Joe Biden took a starkly different approach to debating his opponent than President Obama had employed in his much-panned performance a week ago.
The vice president began the debate by attacking Mitt Romney, not Paul Ryan, but when he focused on the Republican vice presidential nominee, he switched between moments of outrage and fits of amusement. Biden condemned "loose talk" on foreign policy and showed "frustration" with Romney's infamous comment on the 47%. But he'll likely be remembered for a big grin while Ryan spoke that built to outwardly laughing at the congressman's assertions.
"With all due respect, that's a bunch of malarkey," Biden dismissed Ryan at one point. "I don't understand what my friend is talking about here," Biden said, expecting viewers would feel the same way. Biden repeatedly laid claim to the "facts" and directly asked viewers who they believed.
Ryan is coming off a speech at the Republican National Convention that was picked apart by fact checkers as inaccurate. Bill Clinton later used his convention speech to deride Ryan for having a lot of "brass" to make what the former president said were hypocritical attacks.
But Ryan answered Biden's criticisms by labeling it part of the "attack, blame, and defame" campaign being run by Democrats who he said can't run on their record. Then he offered a theory on why Biden was so animated, suggesting the vice president was "under a lot of duress" to make a good impression because of Obama's performance in the first debate.
Ryan was twice pinned down by Biden and moderator Martha Raddatz on whether he could offer specifics. Asked whether he could guarantee the Romney-Ryan tax plan wouldn't eliminate the mortgage deduction for middle-class families, Ryan said they were withholding such details and instead providing a "framework" because it's the right way to reach bipartisan agreement. Then when Biden made it very clear the administration wants to leave Afghanistan ("We are leaving.
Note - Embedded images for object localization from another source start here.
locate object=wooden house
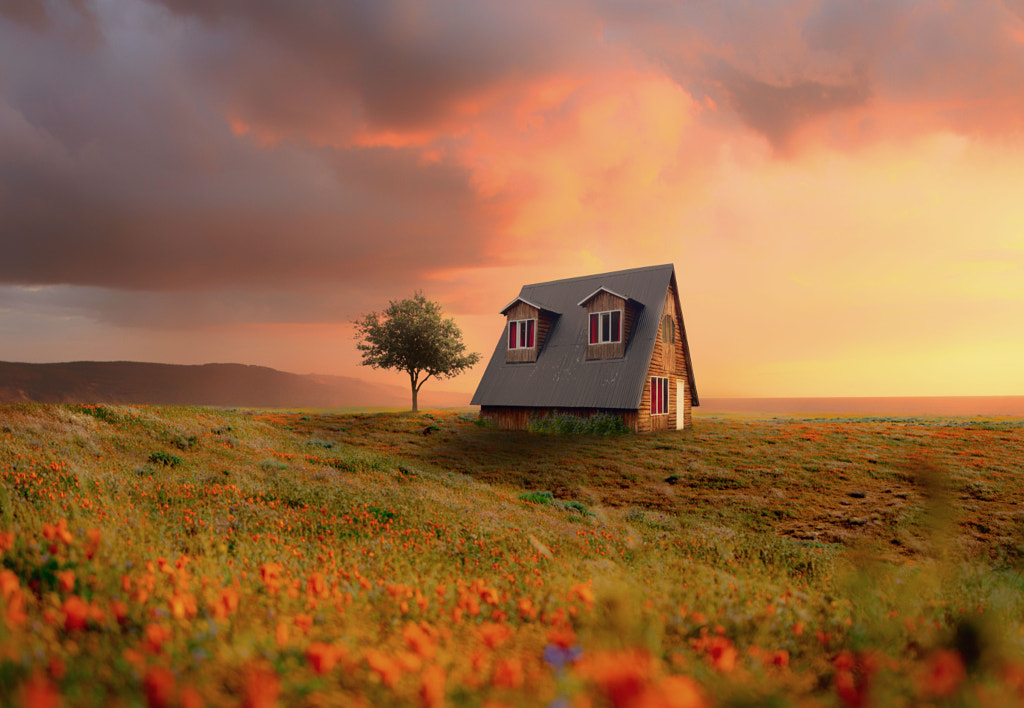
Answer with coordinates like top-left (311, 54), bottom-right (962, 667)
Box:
top-left (471, 264), bottom-right (698, 432)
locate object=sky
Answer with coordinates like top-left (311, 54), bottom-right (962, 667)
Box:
top-left (2, 0), bottom-right (1023, 398)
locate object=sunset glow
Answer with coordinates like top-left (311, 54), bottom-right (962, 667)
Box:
top-left (2, 1), bottom-right (1023, 397)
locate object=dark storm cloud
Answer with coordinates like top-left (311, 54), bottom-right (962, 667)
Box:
top-left (3, 0), bottom-right (1024, 333)
top-left (0, 284), bottom-right (377, 328)
top-left (1005, 0), bottom-right (1024, 22)
top-left (0, 0), bottom-right (513, 302)
top-left (598, 0), bottom-right (1024, 146)
top-left (0, 0), bottom-right (94, 32)
top-left (718, 70), bottom-right (871, 153)
top-left (151, 0), bottom-right (596, 136)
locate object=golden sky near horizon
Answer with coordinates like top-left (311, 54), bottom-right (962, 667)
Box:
top-left (1, 0), bottom-right (1023, 398)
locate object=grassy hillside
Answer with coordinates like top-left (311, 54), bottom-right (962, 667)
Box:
top-left (1, 405), bottom-right (1023, 707)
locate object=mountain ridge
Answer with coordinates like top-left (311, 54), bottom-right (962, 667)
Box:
top-left (0, 361), bottom-right (471, 409)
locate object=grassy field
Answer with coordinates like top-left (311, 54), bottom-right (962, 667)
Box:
top-left (1, 404), bottom-right (1023, 707)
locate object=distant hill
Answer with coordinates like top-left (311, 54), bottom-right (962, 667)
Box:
top-left (0, 361), bottom-right (471, 409)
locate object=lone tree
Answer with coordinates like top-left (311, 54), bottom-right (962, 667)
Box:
top-left (353, 292), bottom-right (481, 412)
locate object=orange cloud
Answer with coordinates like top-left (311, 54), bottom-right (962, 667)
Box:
top-left (4, 0), bottom-right (1024, 397)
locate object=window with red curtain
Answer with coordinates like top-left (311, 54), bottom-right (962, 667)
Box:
top-left (508, 319), bottom-right (536, 350)
top-left (651, 377), bottom-right (669, 415)
top-left (588, 310), bottom-right (623, 345)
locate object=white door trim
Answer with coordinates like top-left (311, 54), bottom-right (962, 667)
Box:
top-left (676, 379), bottom-right (685, 430)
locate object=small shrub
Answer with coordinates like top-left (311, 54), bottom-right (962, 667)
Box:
top-left (259, 458), bottom-right (290, 472)
top-left (68, 404), bottom-right (121, 424)
top-left (519, 491), bottom-right (554, 506)
top-left (170, 435), bottom-right (198, 451)
top-left (148, 451), bottom-right (183, 467)
top-left (368, 505), bottom-right (397, 524)
top-left (560, 500), bottom-right (590, 516)
top-left (518, 491), bottom-right (590, 516)
top-left (964, 480), bottom-right (998, 501)
top-left (527, 412), bottom-right (630, 436)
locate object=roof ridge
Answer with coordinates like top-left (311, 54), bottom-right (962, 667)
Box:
top-left (522, 263), bottom-right (673, 289)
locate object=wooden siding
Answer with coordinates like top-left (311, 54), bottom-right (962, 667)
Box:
top-left (584, 292), bottom-right (630, 360)
top-left (505, 302), bottom-right (539, 363)
top-left (480, 406), bottom-right (639, 431)
top-left (637, 282), bottom-right (691, 432)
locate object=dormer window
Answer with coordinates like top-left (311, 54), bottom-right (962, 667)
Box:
top-left (508, 319), bottom-right (536, 350)
top-left (589, 311), bottom-right (621, 345)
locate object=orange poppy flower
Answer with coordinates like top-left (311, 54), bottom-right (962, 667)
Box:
top-left (306, 642), bottom-right (339, 674)
top-left (478, 622), bottom-right (512, 650)
top-left (63, 595), bottom-right (89, 632)
top-left (492, 658), bottom-right (525, 689)
top-left (18, 670), bottom-right (60, 708)
top-left (919, 650), bottom-right (965, 698)
top-left (404, 622), bottom-right (438, 659)
top-left (56, 570), bottom-right (76, 594)
top-left (366, 649), bottom-right (403, 687)
top-left (240, 666), bottom-right (280, 708)
top-left (420, 665), bottom-right (446, 708)
top-left (143, 666), bottom-right (176, 708)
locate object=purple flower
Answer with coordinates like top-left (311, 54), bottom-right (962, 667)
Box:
top-left (543, 644), bottom-right (583, 669)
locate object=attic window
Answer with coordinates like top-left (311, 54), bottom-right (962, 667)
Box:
top-left (508, 319), bottom-right (535, 350)
top-left (589, 311), bottom-right (621, 345)
top-left (662, 316), bottom-right (674, 345)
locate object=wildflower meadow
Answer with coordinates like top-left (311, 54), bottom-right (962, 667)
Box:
top-left (1, 404), bottom-right (1023, 706)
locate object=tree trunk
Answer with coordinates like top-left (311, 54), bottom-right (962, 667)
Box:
top-left (411, 377), bottom-right (418, 412)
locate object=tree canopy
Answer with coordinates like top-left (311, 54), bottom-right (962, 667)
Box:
top-left (353, 292), bottom-right (481, 412)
We are leaving in 2014. Period."), Ryan supported the timeline but couldn't make the same guarantee.
"We don't want to embolden our enemies to hold and wait out for us and then take over the country," Ryan said on why the timeline is tentative.
But perhaps the most important distinction between the two sides to LGBT voters came when asked about how their faith influences decision making. Both Biden and Paul are Catholic but have opposing positions on social issues such as abortion and LGBT rights.
"I don't see how a person can separate their public life from their private life or from their faith," Ryan said. "Our faith informs us in everything we do. My faith informs me about how to take care of the vulnerable, about how to make sure people have a chance in life."
Ryan said a Republican administration would oppose abortion, except in cases of rape or incest and to protect the life of the mother. Biden said that while he agrees with his Catholic faith on abortion, he wouldn't press his beliefs on other Americans.
"My religion defines who I am, and I have been a practicing Catholic my whole life, and it has particularly informed my social doctrine," said Biden, adding, "I accept it in my personal life, but I refuse to impose it on equally devout Christians, Muslims and Jews."
Neither was asked directly about marriage equality or LGBT rights, and neither included it within an answer on their own.